The update on the former U.S. president touched off a great outpouring of tributes and admiration – pre-obits, you might say – which are a good thing. Better that praise comes before the bell tolls than when you can’t hear it.
In the 42 years since he left office, Mr. Carter has pursued so many humanitarian causes with such humility, dedication and inspiration that he is worthy of the adulation. He became, you might say, the male version of Mother Teresa.
Remarkably, he’s attained the stature of a great man, a humanitarian giant, despite being a failed president.
It wasn’t just any failure. Mr. Carter’s unravelling marked a political watershed. It was a crushing defeat for liberalism. It opened the gates to a conservative renaissance, kicked off by Ronald Reagan, which saw Republicans rule for the next 12 years.
As the former Georgia governor, Mr. Carter was elected to the White House in 1976 as a counter to the dark spirit of the Richard Nixon years. He was right for the task in that his motivations were more moral than political. He went so far in his infamous crisis-of-confidence speech in 1979 to denigrate the American way of life. His citizens were hurting because of the energy crisis, but rather than sympathize, Mr. Carter condemned their self-interest and materialism.
“Too many of us now tend to worship self-indulgence and consumption,” he said.

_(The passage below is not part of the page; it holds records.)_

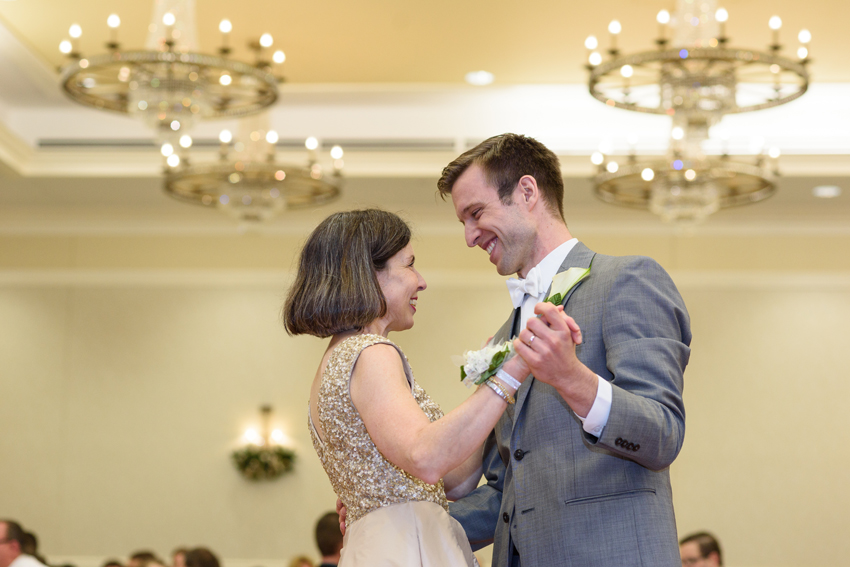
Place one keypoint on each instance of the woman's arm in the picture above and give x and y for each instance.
(462, 480)
(403, 433)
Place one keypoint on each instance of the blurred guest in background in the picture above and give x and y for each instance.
(201, 557)
(145, 558)
(178, 557)
(329, 539)
(12, 544)
(700, 550)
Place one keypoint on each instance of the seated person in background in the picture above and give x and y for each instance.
(329, 539)
(145, 559)
(12, 542)
(700, 550)
(29, 546)
(201, 557)
(178, 557)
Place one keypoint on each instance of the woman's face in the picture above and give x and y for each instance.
(401, 284)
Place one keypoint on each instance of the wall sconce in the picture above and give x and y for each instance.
(263, 458)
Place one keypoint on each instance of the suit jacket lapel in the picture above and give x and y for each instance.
(579, 257)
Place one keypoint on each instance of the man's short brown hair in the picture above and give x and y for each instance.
(505, 159)
(336, 288)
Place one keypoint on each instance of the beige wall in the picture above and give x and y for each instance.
(124, 384)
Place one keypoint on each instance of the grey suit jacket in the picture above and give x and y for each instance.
(563, 496)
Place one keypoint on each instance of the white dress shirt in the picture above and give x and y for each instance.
(597, 417)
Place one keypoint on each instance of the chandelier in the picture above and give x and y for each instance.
(247, 182)
(694, 77)
(169, 85)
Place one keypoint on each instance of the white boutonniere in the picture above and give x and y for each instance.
(562, 283)
(476, 366)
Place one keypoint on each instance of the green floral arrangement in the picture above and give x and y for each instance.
(263, 463)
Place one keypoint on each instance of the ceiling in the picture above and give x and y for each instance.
(439, 41)
(386, 79)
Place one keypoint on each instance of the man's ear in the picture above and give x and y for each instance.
(529, 193)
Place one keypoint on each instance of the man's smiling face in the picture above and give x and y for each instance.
(504, 231)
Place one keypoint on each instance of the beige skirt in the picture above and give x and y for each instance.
(406, 535)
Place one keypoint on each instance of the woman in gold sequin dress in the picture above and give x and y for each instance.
(388, 450)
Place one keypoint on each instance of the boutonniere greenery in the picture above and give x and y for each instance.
(565, 281)
(476, 366)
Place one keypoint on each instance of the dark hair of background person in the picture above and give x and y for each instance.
(201, 557)
(328, 536)
(14, 532)
(336, 288)
(707, 543)
(505, 159)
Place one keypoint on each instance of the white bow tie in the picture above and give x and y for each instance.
(531, 285)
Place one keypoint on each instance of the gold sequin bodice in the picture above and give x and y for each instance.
(360, 475)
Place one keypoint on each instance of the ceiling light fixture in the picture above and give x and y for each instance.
(169, 81)
(695, 78)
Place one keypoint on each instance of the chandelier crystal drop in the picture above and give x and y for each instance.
(169, 85)
(696, 79)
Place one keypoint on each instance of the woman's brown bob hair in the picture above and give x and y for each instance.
(337, 288)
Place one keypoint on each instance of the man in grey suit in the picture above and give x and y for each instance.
(577, 470)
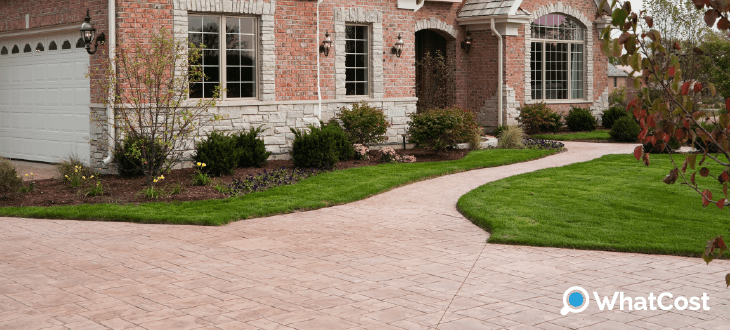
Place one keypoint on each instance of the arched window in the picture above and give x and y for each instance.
(557, 58)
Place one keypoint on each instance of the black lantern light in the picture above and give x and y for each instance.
(466, 43)
(398, 46)
(88, 34)
(326, 44)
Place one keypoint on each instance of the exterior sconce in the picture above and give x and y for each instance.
(398, 46)
(466, 43)
(88, 33)
(326, 44)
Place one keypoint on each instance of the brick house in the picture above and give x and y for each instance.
(277, 76)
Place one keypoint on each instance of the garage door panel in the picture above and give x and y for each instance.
(44, 97)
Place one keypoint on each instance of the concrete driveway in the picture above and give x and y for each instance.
(405, 259)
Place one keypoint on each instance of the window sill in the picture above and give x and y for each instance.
(579, 101)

Rather than an imperial president, he was the commoner-in-chief. Don Jamieson, Canada’s external affairs minister at the time, recalled attending an economic conference in London in 1977. He got into his car to head off to 10 Downing Street, whereupon he heard a tap at the window: “Jesus, it’s Carter,” Mr. Jamieson told his driver. Whereupon the president asked, “Can I hitch a ride?” In he jumped and off they went.
Mr. Carter had been to Canada as a naval officer in 1952 to help clean up a nuclear accident at Chalk River, Ont. The experience helped turn him into an environmentalist in the Oval Office.

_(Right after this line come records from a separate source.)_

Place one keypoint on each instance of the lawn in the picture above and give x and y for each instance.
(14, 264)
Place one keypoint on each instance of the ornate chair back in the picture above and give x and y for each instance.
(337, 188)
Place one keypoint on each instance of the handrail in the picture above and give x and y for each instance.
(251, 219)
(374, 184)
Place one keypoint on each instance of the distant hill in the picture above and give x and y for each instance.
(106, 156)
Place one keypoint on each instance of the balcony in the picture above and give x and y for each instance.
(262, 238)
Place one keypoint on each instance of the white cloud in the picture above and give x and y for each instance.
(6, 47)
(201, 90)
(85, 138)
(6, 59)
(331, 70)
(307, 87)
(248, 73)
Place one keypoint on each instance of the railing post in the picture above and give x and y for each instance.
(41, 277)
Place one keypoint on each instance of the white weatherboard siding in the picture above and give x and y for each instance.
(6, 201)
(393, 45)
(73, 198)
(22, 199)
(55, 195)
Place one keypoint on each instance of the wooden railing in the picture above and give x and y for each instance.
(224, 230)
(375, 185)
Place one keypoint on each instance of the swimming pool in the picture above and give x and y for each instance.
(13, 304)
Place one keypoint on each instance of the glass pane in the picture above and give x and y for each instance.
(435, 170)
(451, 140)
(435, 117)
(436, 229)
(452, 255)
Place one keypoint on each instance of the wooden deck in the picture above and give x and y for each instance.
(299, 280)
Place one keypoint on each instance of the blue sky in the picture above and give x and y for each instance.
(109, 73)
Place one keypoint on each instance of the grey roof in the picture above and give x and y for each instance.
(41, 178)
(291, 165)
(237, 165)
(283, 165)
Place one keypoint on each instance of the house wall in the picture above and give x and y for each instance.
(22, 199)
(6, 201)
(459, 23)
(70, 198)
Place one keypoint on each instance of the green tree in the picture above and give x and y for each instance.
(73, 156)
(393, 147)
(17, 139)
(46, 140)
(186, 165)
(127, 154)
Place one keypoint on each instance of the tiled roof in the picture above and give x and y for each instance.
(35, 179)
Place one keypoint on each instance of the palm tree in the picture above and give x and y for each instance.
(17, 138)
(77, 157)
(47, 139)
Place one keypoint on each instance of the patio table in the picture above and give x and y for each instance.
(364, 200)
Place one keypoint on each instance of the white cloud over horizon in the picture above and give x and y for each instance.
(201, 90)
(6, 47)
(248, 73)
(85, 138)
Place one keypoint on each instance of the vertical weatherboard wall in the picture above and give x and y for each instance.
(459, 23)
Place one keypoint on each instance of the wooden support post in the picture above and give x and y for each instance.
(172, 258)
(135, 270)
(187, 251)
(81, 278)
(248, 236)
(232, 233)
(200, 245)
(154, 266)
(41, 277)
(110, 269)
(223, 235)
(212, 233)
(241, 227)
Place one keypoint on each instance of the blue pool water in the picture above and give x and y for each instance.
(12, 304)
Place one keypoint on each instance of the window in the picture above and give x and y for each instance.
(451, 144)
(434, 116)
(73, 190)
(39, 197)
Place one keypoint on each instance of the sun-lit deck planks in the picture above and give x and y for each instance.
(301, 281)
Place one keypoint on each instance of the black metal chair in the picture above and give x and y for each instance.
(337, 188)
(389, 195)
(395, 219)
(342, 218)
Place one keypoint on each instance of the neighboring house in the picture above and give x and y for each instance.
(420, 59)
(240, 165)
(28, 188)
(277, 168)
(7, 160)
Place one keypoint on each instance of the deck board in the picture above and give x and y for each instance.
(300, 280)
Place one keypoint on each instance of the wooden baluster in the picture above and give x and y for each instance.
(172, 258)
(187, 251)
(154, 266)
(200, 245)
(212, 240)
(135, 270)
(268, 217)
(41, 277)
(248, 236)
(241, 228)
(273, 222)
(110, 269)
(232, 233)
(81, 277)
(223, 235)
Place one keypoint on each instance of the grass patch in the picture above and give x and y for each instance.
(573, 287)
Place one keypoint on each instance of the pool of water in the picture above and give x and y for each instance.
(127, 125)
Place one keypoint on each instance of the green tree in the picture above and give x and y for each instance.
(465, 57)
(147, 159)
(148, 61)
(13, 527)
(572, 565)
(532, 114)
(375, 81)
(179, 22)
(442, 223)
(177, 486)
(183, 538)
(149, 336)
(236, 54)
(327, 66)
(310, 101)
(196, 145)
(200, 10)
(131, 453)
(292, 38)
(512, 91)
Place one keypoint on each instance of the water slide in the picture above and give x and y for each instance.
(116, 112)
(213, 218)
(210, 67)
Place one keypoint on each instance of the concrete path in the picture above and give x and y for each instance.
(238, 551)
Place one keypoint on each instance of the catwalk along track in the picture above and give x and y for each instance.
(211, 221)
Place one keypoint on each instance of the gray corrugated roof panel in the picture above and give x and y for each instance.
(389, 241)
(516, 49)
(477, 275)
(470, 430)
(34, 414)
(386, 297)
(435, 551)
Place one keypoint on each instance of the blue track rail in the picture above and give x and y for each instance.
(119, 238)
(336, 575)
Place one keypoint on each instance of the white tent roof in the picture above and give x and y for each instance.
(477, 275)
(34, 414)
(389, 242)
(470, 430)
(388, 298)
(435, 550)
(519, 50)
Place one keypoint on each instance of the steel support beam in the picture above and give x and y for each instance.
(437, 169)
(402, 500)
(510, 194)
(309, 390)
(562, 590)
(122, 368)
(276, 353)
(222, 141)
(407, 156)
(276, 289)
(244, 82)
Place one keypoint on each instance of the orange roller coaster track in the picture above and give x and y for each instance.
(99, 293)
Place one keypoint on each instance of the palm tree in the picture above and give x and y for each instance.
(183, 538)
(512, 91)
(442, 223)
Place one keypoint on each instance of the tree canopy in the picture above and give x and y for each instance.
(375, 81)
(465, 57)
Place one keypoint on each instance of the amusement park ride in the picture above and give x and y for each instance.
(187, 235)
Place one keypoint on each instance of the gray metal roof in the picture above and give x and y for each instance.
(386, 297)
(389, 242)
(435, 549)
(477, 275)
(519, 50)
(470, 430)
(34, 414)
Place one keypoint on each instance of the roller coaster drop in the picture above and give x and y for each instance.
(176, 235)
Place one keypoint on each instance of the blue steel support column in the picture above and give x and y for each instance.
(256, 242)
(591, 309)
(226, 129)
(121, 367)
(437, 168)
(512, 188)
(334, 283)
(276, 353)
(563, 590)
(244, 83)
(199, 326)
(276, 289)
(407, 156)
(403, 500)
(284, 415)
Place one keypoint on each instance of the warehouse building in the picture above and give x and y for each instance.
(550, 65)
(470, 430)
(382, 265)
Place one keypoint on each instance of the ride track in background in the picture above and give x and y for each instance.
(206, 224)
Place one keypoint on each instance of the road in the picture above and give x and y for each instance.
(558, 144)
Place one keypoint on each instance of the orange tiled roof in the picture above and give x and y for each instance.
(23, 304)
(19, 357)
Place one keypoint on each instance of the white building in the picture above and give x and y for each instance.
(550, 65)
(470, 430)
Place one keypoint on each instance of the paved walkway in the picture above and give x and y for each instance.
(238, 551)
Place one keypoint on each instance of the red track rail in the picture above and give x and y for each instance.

Canada had some relevance in Washington in these times – just as the peanut farmer from the Peach State was elected, so was the separatist government of René Lévesque in Quebec. Mr. Carter, who I covered as a Washington correspondent in those years, made his position clear: “A stability in Canada is of crucial importance to us.”
He formed a strong friendship with Pierre Trudeau, whose funeral he attended as an honorary pallbearer. Mr. Carter invited Mr. Trudeau for a high-powered visit in his first month in office, and Mr. Trudeau was given the honour of being the first prime minister to address a joint session of Congress. Relations, which had been distant in the Nixon years, were set right.
But our high expectations for this president were dashed, just as were those of Americans. After a major triumph in negotiating an Israel-Egypt peace accord, everything for Mr. Carter went sour.
Unemployment soared, as did interest rates, as did inflation. The president made the mistake of surrounding himself with cronies from Georgia who were naive to the ways of Washington and how to work with Congress. Mr. Carter was a micromanager. As momentous issues weighed on the nation, he spent time correcting grammar mistakes on staff memos and overseeing scheduling for the use of the White House tennis court.
When his approval ratings tumbled, owing in no small part to the misfortune of the woeful economic cycle he was in, Ted Kennedy challenged him for the 1980 nomination, badly dividing the Democrats in doing so. Then came the Iranian hostage crisis: Mr. Carter’s failed rescue mission of American captives was the final straw for him. Mr. Reagan overpowered him in the 1980 election, winning 44 states.
But he is unique in presidential annals in that his post-presidency made Americans forget about his real presidency. The good works – his campaigns for human rights, global health programs, for peace, for fair elections, for low-income people whose homes he helped renovate – continued into his 90s.
Inspiring, too, was his reputation as a fearless truth-teller, a man who never lied, a straight shooter who outdid even Harry Truman in that regard.
He won the Nobel Peace Prize in 2002, at a time when George W. Bush was finding ways to rationalize an invasion of Iraq that Mr. Carter opposed.
Other presidents have strong political legacies. Jimmy Carter won’t have that. But he will leave behind something few others have: a moral compass. One that glows.